Premier Date: January 30, 2016
In the workshop, Jamie constructed several rough car models by welding together steel cans and piping. These models more accurately reflected the scaled-down thickness of actual body panels than commercial model cars. At a bomb range, Jamie and Adam placed a model on the ground, sandwiched between two steel plates, with a layer of “detasheet” explosive above the top plate to drive it downward. The explosion crushed the model to a height of approximately 1 inch (2.5 cm), or 1/5 of its original height. Further testing with different configurations of plates and explosives often tore the models to pieces. A repeat of the first test with 50% more explosive gave the best result, so this configuration was used in the full-scale test.
Next, a real car was placed on a steel plate, with a second steel plate suspended directly above it. This plate weighed 7,000 pounds (3,200 kg) and was loaded with 1,000 pounds (450 kg) of ANFO. The resulting explosion effectively vaporized the car and threw pieces of the steel gantry 500 feet (150 m) into the air. Adam and Jamie discovered that the blast had punched through the upper plate, generating shrapnel that destroyed the car. They called the myth busted, with Jamie commenting that a steel plate thick enough to withstand the blast would be heavy enough to crush the car simply by being dropped on it.
Adam and Jamie found that a vacuum cleaner with a standard attachment could only lift a 5-pound (2.3 kg) weight, but that its lifting power increased linearly with the cross-sectional area of the attachment. Adam built a suction cup 8 inches (20 cm) in diameter and they used it to easily lift a 50-pound (23 kg) weight. Based on this success, they built 40 such cups, all connected to a single vacuum via a manifold, and hung them from a steel frame that would be lifted by a crane.
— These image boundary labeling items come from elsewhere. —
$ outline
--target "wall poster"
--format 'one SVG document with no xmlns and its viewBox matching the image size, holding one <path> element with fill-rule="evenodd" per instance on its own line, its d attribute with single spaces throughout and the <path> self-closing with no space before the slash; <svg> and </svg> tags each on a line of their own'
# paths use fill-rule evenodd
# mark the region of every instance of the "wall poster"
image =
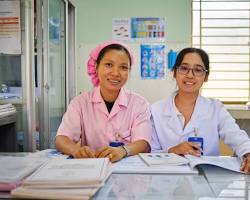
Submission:
<svg viewBox="0 0 250 200">
<path fill-rule="evenodd" d="M 165 45 L 141 45 L 141 78 L 164 79 Z"/>
</svg>

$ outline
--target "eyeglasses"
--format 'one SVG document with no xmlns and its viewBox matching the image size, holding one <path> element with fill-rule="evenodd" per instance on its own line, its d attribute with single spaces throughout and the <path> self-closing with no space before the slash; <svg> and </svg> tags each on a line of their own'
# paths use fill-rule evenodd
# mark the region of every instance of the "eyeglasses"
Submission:
<svg viewBox="0 0 250 200">
<path fill-rule="evenodd" d="M 205 73 L 208 72 L 208 70 L 204 69 L 202 66 L 195 66 L 194 68 L 189 68 L 185 65 L 180 65 L 177 67 L 177 72 L 183 75 L 187 75 L 189 71 L 192 71 L 192 74 L 194 76 L 203 76 Z"/>
</svg>

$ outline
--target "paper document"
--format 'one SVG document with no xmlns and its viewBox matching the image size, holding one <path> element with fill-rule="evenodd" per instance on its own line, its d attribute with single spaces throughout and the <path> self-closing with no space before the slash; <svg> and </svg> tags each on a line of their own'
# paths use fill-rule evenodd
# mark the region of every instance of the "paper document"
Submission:
<svg viewBox="0 0 250 200">
<path fill-rule="evenodd" d="M 174 153 L 139 153 L 139 156 L 149 166 L 188 164 L 188 159 Z"/>
<path fill-rule="evenodd" d="M 241 161 L 238 157 L 230 157 L 230 156 L 196 157 L 192 155 L 185 155 L 185 157 L 189 160 L 189 164 L 192 168 L 198 165 L 214 165 L 217 167 L 221 167 L 223 169 L 243 173 L 242 171 L 240 171 Z"/>
<path fill-rule="evenodd" d="M 0 182 L 13 183 L 20 181 L 39 168 L 48 159 L 30 156 L 0 156 Z"/>
<path fill-rule="evenodd" d="M 19 187 L 11 192 L 14 198 L 25 199 L 90 199 L 99 188 L 32 189 Z"/>
<path fill-rule="evenodd" d="M 110 174 L 108 158 L 52 159 L 23 183 L 31 188 L 83 188 L 103 184 Z"/>
<path fill-rule="evenodd" d="M 148 166 L 138 155 L 130 156 L 112 164 L 112 173 L 116 174 L 198 174 L 197 169 L 189 165 Z"/>
</svg>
On Treasure Island, the suction cups were placed on the hood, roof, and trunk of a 2,800-pound (1,300 kg) car. The first series of lifts looked promising but failed when excessive buckling of the hood caused some of the cups to pop loose. After they replaced the hood with a flat piece of sheet steel to eliminate the buckling, they were able to lift the car only 1 inch (2.5 cm) off the ground before it fell.
Back in the shop, they decided to replace the suction cups with three large plywood boxes, each one contoured to match the car’s surface and fitted with a rubber gasket for a tight seal. The three boxes had a combined area of 4,000 square inches (2.6 m2) and vacuum gauges recorded a vacuum pressure of 6 inches of mercury (20 kPa) for each box when the vacuum cleaner was running. Using this method, the car remained attached while being lifted to the crane’s maximum height, confirming the myth. Adam and Jamie then shut off the vacuum and the car crashed to the ground.